2. Take advantage of the ‘lipstick effect’

The so-called ‘lipstick effect’, the theory that during difficult economic times consumers will cut back on expensive items but treat themselves to smaller luxuries, such as expensive lipsticks, is something that can potentially help those struggling non-essential retailers at this time. Hagan believes this concept has enabled Purelei to maintain revenue figures that are akin to normal times during the crisis. “This is something that we’ve used to justify our numbers,” he adds.

Retailers should therefore consider that consumers aren’t completely battening down the hatches on non-essential spend, but many could be willing to spend on inexpensive luxury items. A focus on marketing those smaller, less expensive luxury items to consumers could prove pivotal to the survival of a number of retailers.

3. Communication, communication, communication

Never has it been more important to maintain visibility in retail; both internally and externally. Utilising the range of communication technologies available to keep customers informed with accurate information about the situation retailers are finding themselves in is vital for retaining customer trust and maintaining loyalty. Hagan says: “The technology that’s been most important to us has been our communication streams. Being extremely transparent about things like wait time e.g. your delivery is not going to be delivered in the time you expect it to be. We’re experiencing things we’ve never experienced before so just being open and transparent through our communication streams: Instagram stories, emails, Facebook ads.”

With many retail staff working remotely from one another, it is also important to try and keep communication levels between staff as similar to a physical environment as possible. This can help keep motivation levels up and ensure work is being completed efficiently. West explains: “We use Slack for communications, we do Google Hangouts calls in the morning so if I need to chat to someone it can be similar to an office.”

4. Accelerate technological changes

In many ways, the Covid-19 crisis provides a perfect opportunity for retailers to rapidly accelerate technology changes to the way they work. As the old adage goes, 'necessity it’s the mother of invention', and enhancing efficiency during this is time of crisis could prove to be the difference between staying or going out of business for many retailers.

In the panel, West discussed how much needed efficiencies in the fashion industry, that may have otherwise taken years to achieve, are likely to be rapidly brought forward to enable the sector to cut costs.

“In fashion, there is certainly some areas which desperately needed innovation,” she says. “We have to travel all around Europe to see the collections. In October, November and December we were viewing the collections for this year, so we were travelling to the showrooms, seeing the materials, placing orders then and there. That in itself is very outdated; we should be moving to live streaming showroom visits, virtual sampling. Things can be more sustainable.”

5. Preparing for the return of physical stores

Finally, retailers need to prepare for the physical reopening of stores, as governments around the world start lifting lockdown restrictions. But this will not simply be a case of going back to ‘business as usual’. With the virus likely to be present for a while longer, steps must be put in place to keep shoppers and staff safe, such as ensuring social distancing is maintained in stores. The British Retail Consortium (BRC) recently released guidance on this matter.
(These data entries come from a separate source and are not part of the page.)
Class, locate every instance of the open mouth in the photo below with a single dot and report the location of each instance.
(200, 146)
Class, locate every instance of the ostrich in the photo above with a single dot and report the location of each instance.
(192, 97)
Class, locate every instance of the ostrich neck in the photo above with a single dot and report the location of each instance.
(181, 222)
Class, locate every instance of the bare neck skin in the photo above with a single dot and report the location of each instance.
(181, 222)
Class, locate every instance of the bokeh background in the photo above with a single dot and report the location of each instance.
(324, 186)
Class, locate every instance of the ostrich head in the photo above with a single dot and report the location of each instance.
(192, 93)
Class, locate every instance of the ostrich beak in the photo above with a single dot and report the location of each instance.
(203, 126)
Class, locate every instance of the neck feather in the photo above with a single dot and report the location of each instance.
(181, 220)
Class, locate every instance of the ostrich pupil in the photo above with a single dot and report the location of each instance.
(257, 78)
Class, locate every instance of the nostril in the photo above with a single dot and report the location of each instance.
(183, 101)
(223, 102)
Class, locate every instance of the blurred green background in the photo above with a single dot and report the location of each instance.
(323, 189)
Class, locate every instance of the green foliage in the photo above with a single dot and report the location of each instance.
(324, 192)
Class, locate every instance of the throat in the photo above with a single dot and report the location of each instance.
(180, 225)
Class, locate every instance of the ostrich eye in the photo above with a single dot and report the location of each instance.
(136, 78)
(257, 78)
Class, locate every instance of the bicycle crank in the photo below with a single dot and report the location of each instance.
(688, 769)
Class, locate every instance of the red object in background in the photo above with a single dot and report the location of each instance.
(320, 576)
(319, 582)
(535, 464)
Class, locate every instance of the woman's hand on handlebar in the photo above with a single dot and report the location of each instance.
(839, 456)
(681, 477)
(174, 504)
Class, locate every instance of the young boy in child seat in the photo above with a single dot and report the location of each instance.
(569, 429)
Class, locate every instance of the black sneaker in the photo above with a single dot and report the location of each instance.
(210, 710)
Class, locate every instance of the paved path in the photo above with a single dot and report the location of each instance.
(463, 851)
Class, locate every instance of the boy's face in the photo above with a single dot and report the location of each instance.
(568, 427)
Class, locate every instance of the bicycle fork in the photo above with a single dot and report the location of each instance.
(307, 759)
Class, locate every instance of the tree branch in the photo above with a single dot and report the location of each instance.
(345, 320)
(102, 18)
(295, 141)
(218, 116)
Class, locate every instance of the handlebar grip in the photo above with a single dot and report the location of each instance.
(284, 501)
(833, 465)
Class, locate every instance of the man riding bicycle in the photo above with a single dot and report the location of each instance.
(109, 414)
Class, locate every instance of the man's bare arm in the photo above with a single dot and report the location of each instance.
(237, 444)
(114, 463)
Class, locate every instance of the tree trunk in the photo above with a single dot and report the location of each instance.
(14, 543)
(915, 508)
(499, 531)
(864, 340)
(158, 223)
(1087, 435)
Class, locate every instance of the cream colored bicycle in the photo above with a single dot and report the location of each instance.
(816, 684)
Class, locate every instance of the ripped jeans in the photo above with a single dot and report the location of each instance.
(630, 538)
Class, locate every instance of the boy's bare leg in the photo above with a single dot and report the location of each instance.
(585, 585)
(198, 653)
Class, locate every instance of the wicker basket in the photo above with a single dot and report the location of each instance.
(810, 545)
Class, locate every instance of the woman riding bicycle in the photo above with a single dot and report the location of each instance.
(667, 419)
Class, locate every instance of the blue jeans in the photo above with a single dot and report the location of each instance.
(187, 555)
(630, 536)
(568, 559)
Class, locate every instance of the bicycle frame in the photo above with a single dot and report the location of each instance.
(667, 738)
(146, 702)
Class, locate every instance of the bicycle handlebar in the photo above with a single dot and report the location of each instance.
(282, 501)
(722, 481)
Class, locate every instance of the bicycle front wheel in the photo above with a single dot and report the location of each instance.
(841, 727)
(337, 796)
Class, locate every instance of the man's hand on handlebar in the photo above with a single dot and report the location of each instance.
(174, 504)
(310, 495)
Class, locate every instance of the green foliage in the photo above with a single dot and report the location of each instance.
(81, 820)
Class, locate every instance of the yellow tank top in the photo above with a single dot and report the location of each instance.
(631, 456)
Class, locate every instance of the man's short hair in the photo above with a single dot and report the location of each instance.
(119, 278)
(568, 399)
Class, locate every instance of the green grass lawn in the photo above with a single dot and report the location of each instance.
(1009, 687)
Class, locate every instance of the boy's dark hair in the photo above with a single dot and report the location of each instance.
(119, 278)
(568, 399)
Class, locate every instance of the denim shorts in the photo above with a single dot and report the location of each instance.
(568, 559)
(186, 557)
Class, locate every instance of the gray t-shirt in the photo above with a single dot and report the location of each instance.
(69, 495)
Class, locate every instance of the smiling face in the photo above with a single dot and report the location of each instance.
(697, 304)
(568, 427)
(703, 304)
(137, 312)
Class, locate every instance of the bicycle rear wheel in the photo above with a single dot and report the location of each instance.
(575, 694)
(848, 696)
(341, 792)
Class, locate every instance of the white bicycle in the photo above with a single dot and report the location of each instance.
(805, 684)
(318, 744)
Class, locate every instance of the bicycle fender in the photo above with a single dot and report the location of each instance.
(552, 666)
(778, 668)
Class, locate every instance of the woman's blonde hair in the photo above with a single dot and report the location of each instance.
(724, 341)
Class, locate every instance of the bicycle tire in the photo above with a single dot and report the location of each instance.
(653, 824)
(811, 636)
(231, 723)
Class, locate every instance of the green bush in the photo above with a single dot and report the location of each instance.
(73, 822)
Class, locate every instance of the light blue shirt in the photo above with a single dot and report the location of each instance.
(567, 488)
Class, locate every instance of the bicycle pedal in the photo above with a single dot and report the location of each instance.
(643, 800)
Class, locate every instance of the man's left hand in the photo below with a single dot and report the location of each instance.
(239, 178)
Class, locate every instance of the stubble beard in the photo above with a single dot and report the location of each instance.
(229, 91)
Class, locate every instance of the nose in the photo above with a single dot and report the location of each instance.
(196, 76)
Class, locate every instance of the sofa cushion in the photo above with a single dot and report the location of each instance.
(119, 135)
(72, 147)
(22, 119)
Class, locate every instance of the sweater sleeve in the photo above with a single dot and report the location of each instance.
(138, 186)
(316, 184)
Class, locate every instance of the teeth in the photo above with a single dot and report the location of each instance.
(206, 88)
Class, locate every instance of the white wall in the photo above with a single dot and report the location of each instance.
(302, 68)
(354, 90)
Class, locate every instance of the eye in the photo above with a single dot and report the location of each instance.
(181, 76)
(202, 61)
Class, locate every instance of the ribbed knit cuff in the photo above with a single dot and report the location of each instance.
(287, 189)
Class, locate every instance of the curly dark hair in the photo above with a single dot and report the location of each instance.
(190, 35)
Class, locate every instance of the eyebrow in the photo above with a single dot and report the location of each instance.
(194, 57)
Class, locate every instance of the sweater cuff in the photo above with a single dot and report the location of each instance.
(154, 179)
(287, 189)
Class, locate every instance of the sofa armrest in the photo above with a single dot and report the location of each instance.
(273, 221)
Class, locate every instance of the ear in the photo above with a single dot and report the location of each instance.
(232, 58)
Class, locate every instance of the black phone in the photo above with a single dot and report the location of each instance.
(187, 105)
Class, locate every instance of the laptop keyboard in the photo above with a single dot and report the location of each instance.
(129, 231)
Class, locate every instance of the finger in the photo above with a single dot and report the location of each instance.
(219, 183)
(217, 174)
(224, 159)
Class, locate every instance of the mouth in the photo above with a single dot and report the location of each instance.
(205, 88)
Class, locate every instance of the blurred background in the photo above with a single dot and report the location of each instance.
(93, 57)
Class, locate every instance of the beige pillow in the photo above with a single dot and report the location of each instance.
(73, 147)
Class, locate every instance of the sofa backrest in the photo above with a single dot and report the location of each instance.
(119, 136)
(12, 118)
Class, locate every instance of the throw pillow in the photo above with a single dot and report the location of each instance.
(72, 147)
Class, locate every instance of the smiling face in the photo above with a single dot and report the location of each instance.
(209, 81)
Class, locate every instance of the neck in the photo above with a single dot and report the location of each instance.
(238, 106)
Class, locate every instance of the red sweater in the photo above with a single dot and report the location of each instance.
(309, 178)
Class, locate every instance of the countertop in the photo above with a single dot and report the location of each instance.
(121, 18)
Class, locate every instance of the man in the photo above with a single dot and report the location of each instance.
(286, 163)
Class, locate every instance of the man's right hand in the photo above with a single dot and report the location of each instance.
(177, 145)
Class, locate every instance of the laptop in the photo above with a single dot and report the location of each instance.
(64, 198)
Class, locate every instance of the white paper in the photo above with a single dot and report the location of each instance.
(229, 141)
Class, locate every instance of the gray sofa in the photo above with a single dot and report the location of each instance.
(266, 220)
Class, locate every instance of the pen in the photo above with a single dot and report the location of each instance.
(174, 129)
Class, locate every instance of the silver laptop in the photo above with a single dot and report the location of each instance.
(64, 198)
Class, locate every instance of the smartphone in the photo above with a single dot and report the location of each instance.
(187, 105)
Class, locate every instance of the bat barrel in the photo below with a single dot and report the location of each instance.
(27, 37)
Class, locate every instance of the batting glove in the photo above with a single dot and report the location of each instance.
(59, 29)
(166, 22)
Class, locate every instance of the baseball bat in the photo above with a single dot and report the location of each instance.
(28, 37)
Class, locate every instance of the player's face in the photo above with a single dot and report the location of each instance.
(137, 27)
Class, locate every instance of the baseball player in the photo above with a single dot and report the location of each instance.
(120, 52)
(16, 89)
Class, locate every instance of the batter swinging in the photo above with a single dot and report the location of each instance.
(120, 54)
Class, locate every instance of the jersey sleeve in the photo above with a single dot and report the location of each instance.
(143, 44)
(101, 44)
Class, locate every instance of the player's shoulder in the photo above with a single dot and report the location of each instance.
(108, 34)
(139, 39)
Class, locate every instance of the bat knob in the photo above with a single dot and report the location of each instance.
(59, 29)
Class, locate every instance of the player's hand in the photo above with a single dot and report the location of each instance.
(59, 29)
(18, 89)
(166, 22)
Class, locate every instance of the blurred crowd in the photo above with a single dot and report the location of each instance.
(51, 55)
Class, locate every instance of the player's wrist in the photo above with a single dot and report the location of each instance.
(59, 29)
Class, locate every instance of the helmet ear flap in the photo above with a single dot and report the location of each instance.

Perhaps even more of challenge for retailers is persuading customers that it is safe for them to return to the high street, even despite there being no legal barrier to doing so. There is likely to be a short-term nervousness amongst many people in return to regular daily life. Therefore communicating new safety measures that are being introduced, and perhaps more importantly, seeing that they are enforced, will be a vital step for non-retailers, particularly those that are reliant on high street sales.

“A lot of it is about communication in store; getting people to do what you want them to do when they’re finally coming back through. There will be a nervousness about going back into the high street,” comments Smith.